"Let books be your dining table, / And you shall be full of delights. / Let them be your
mattress,/
And you shall sleep restful nights" (St. Ephraim the Syrian).


Monday, November 11, 2013

95 Years Ago Today....

Ninety-five years ago today the armistice that brought an end (of sorts) to the Great War took effect. That war, whose consequences can still be felt in many parts of the world, is increasingly with us in memory as the slow trickle of new books in anticipation of next year's centenary of its outbreak has picked up to a steady stream, and in the coming weeks and months will become a full flood. Already several have been released this year, and I commented on some of them here.

But November 11, 1918 did not in fact end all the conflicts that were caused by the war--several raged on directly afterwards, while others simmered at a slow burn until they erupted again in the Second World War. In the former category, of conflicts continuing on through 1918 and into the early 1920s, we have several that would profoundly change the lives of Eastern Christians and many others. Some of these are analyzed in a book coming out in a few weeks: Robert Gewarth and John Horne, eds., War in Peace: Paramilitary Violence in Europe after the Great War (Oxford UP, 2013), 256pp.

About this book we are told:
The First World War did not end in November 1918. In Russia and Eastern Europe it finished up to a year earlier, and both there and elsewhere in the world it triggered conflicts that lasted down to 1923. Paramilitary formations were prominent in this continuation of the war. Paramilitary violence was an important ingredient in the clashes unleashed by class revolution in Russia. It structured the counter-revolution in central and Eastern Europe, including Finland and Italy, which in the name of order and authority reacted against a mythic version of Bolshevik class violence. It also shaped the struggles over borders and ethnicity in the new states that replaced the multi-national empires of Russia, Austria-Hungary, and Ottoman Turkey. It was prominent on all sides in the wars for Irish independence. Paramilitary violence was charged with political significance and acquired a long-lasting symbolism and influence. War in Peace explores the differences and similarities between these various kinds of paramilitary violence within one volume for the first time. It contributes to our understanding of the difficult transitions from war to peace, re-situates the Great War in a longer-term context, and explains its enduring impact.
Among the many horrors of the war was something quite new in the "dark and lamentable catalogue of human crime" (to use Churchill's phrase from 1940), viz., the Armenian genocide. Already this month alone several books are set for release just on the question of genocide--beginning, of course, with the Armenian Christians slaughtered in 1915. Here's just a sample that have been brought to my attention: Wolfgang Gust, The Armenian Genocide: Evidence from the German Foreign Office Archives, 1915-1916 (Berghahn Books, 2013), 820pp.

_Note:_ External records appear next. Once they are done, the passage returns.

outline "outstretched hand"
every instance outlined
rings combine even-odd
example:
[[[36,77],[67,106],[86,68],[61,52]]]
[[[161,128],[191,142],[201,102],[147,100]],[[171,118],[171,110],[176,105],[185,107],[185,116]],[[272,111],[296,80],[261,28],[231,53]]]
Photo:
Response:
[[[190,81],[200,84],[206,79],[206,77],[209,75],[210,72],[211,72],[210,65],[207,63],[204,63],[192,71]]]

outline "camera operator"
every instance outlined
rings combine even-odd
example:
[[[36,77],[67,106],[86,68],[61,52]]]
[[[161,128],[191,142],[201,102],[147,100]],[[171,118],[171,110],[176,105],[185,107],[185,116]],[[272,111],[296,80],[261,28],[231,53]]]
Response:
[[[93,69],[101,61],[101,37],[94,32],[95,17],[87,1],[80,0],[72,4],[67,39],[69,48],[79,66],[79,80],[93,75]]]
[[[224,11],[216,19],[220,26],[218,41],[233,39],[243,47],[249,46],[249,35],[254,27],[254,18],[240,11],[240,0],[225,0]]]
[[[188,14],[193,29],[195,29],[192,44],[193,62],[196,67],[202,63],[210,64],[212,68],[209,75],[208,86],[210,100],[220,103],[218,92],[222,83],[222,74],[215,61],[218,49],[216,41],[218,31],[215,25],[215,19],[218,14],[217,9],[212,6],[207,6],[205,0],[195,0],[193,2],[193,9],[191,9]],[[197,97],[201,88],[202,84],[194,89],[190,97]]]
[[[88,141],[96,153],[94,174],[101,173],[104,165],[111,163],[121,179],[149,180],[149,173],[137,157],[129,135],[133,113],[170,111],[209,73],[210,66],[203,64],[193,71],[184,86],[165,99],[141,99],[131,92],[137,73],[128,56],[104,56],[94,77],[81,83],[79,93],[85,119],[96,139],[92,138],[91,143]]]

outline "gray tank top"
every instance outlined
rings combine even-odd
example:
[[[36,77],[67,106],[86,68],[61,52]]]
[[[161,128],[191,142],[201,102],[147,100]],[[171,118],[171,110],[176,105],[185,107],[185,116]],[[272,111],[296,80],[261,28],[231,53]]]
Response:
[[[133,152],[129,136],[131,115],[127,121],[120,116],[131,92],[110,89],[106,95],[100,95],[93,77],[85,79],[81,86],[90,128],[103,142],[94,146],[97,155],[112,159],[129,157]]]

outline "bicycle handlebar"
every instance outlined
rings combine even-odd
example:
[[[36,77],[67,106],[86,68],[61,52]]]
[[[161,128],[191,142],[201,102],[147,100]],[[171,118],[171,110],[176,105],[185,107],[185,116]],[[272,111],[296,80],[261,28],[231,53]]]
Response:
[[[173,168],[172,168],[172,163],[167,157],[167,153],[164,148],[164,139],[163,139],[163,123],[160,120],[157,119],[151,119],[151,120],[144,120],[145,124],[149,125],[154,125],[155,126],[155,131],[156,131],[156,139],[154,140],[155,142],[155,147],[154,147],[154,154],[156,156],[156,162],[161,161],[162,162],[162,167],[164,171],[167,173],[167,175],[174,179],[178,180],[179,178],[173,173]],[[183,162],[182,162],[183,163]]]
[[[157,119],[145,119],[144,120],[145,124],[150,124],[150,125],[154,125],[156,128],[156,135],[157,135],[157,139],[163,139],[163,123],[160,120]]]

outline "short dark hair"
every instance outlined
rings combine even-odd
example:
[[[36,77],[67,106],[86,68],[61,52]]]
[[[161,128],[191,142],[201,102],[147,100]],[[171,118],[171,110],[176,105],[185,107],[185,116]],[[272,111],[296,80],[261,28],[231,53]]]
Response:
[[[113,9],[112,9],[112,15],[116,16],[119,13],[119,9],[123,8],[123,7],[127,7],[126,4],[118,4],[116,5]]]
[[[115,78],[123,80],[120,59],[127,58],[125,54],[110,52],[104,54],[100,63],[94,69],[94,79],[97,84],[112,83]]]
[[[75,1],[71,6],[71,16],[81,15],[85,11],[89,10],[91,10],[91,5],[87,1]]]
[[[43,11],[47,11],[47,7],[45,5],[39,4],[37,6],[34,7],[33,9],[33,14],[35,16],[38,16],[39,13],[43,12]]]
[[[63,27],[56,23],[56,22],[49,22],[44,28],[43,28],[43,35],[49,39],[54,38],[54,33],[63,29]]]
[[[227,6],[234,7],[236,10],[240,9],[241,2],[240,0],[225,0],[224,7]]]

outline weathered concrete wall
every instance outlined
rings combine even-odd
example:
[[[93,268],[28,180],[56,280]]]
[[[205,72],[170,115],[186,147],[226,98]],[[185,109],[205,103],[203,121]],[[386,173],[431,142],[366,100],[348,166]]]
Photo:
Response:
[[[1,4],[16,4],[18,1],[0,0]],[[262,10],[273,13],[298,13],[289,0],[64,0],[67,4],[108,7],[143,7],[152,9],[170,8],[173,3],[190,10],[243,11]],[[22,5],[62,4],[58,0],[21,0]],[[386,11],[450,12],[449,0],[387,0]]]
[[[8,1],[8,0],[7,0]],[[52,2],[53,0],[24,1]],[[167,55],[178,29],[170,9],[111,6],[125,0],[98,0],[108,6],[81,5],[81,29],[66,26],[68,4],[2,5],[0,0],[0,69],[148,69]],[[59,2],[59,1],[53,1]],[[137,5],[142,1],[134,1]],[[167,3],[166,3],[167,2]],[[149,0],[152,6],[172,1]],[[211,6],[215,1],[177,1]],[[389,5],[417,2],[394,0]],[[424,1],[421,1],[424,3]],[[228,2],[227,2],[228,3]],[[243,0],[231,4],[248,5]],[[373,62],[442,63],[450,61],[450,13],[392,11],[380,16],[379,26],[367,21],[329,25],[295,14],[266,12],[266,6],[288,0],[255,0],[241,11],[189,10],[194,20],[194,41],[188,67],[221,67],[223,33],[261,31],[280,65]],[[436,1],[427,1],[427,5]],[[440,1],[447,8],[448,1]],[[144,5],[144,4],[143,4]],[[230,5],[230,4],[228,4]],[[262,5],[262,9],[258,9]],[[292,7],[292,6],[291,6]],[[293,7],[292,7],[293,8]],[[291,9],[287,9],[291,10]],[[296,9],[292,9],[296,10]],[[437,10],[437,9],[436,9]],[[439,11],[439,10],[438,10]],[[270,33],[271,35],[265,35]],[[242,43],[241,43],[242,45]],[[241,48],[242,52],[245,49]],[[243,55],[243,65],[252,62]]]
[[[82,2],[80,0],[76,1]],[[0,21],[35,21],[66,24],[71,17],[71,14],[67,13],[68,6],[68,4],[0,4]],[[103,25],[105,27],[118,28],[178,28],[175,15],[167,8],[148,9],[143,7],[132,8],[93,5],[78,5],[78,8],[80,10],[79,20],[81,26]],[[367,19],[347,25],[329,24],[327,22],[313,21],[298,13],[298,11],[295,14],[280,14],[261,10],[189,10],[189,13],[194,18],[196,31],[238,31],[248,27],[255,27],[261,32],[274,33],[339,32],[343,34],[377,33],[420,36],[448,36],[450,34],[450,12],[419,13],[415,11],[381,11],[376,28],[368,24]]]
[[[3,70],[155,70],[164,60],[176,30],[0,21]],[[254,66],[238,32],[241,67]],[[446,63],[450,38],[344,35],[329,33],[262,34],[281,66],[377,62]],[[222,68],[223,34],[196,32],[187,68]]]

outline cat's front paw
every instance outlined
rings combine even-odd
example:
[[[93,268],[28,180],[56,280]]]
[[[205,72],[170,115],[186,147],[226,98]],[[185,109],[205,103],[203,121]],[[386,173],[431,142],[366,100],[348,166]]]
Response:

About this book we are told:
In 1915, the Armenians were exiled from their land, and in the process of deportation 1.5 million of them were killed. The 1915-1916 annihilation of the Armenians was the archetype of modern genocide, in which a state adopts a specific scheme geared to the destruction of an identifiable group of its own citizens. Official German diplomatic documents are of great importance in understanding the genocide, as only Germany had the right to report day-by-day in secret code about the ongoing genocide. The motives, methods, and after-effects of the Armenian Genocide echoed strongly in subsequent cases of state-sponsored genocide. Studying the factors that went into the Armenian Genocide not only gives us an understanding of historical genocide, but also provides us with crucial information for the anticipation and possible prevention of future genocides.
Set for release on Christmas Eve is a second edition of a book published by Samantha Power that looks at the wider problem of genocide, and attempts to prick the commonplace assumption that had we but been there, we would have prevented the problem, and that we will never allow it to happen again--even as genocides piled up one atop another just as these promises against them also piled up ineffectively:  A Problem From Hell: America and the Age of Genocide (Basic Books, 2013), 656pp.

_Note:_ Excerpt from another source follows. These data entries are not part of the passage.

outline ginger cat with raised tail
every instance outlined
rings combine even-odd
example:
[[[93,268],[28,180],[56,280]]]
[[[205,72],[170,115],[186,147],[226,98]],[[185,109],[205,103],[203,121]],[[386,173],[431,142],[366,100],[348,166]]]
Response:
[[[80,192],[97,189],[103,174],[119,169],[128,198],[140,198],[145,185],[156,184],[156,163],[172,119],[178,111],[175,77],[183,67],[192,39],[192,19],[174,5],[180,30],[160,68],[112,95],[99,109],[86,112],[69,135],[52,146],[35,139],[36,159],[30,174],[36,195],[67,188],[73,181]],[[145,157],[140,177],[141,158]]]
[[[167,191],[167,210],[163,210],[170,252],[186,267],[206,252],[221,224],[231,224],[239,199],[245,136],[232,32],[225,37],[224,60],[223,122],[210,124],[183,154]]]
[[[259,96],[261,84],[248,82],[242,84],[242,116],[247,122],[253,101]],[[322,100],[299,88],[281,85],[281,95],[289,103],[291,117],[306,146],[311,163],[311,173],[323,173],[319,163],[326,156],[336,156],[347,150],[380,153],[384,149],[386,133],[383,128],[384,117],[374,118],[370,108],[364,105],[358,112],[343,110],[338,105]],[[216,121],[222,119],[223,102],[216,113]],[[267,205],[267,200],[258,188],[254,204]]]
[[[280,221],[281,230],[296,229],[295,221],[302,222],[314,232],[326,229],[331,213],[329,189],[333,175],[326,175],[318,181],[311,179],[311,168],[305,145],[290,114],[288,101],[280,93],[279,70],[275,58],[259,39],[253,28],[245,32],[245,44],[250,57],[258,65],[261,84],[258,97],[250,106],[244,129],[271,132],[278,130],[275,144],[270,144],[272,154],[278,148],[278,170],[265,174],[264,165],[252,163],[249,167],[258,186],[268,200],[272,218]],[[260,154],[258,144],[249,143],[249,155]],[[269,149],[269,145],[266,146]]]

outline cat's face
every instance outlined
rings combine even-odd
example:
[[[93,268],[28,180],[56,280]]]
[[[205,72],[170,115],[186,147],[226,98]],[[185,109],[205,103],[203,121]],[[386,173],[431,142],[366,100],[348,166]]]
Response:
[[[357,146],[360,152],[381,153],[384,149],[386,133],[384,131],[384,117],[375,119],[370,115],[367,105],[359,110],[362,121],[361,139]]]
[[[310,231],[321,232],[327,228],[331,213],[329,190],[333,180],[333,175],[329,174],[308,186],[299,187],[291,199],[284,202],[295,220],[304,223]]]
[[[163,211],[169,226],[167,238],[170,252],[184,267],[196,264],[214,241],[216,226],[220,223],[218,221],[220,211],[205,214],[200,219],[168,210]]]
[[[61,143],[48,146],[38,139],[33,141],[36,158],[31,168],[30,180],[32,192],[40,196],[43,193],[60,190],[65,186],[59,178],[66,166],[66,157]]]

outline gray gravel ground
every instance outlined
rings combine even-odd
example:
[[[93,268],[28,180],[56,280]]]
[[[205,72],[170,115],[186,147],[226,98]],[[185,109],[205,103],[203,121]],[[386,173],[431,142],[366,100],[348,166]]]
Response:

About this book we are told:
From the Armenian Genocide to the ethnic cleansings of Kosovo and Darfur, modern history is haunted by acts of brutal violence. Yet American leaders who vow “never again” repeatedly fail to stop genocide. Winner of the Pulitzer Prize and the National Book Critics Circle Award, A Problem From Hell draws upon exclusive interviews with Washington’s top policymakers, thousands of once classified documents, and accounts of reporting from the killing fields to show how decent Americans inside and outside government looked away from mass murder. Combining spellbinding history and seasoned political analysis, A Problem from Hell allows readers to hear directly from American decision-makers and dissenters, as well as from victims of genocide, and reveals just what was known and what might have been done while millions perished.